Nicholas Kaizer explores how these actions were fought and examines their impact on both sides of the Atlantic. Admiral Lord St Vincent remarked that ‘the honour of an officer may be compared to the chastity of a woman, and once wounded may never be recovered’ and it was this attitude to honour that induced many Royal Navy officers to seek revenge when British ships were defeated by what was perceived to be an upstart American navy. The author begins his study by examining this concept within the Royal Navy officer class, along with the type of ships in use in the American theatre. There was an innate arrogance in the minds of British officers in that their superiority against navies in European waters would carry the day against the American navy, and British losses against the Americans in 1812 placed vengeance firmly in their minds with maintaining their honour more important than Britain’s strategic interests. Indeed, there were challenges made by some naval captains to engage their opposite number in a ship-to-ship duel.

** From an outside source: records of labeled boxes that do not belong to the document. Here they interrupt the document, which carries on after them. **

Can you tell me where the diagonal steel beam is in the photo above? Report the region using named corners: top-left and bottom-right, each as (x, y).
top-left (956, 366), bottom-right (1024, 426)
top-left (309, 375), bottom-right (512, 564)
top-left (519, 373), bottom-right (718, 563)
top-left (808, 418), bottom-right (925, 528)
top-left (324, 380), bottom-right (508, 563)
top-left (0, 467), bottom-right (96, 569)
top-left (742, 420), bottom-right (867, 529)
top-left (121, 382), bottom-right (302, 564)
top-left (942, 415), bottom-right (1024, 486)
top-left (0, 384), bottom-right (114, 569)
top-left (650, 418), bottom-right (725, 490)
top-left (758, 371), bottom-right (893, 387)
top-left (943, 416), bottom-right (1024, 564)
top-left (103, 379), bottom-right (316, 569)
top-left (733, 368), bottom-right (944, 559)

The book provides a detailed examination of the opening phases of the naval war in 1812 and the causes of the conflict, including the impressment of American seamen by Royal Navy ships in the lead up to the conflict. Each action is described in detail, beginning each account with the background to that engagement and then using historical accounts, the court martial reports of those officers who lost their ships to the United States Navy, correspondence between officers and government officials, and newspaper reports;. Maps are included to locate the various actions along the Eastern coastline and in the West Indies. The accounts of the actions compare the opposing ships and provide a clear insight into the differences between the two navies, examining the differences in the opposing ships in terms of their size, crews, armament, leadership, and tactics, making this a useful reference book on the navies of the War of 1812. One interesting feature is the inclusion of original colour artwork comparing the ships in each action, from the Constitution vs Guerrière in August 1812 to the Constitution’s last adversaries in February 1815.
Revenge in the Name of Honour is a well-researched and detailed account of the naval actions of the War of 1812. It is also a balanced look at the subject, examining the story from both sides of the Atlantic and placing these events within the strategic framework of the Napoleonic conflict. My only criticism is that there is no index, which is unusual for any book, especially one as well written as this, but there are interesting appendices examining the careers and fates of British naval officers and dispositions of frigates in North American waters in July 1813. It is certainly a volume that should be in any library on the War of 1812.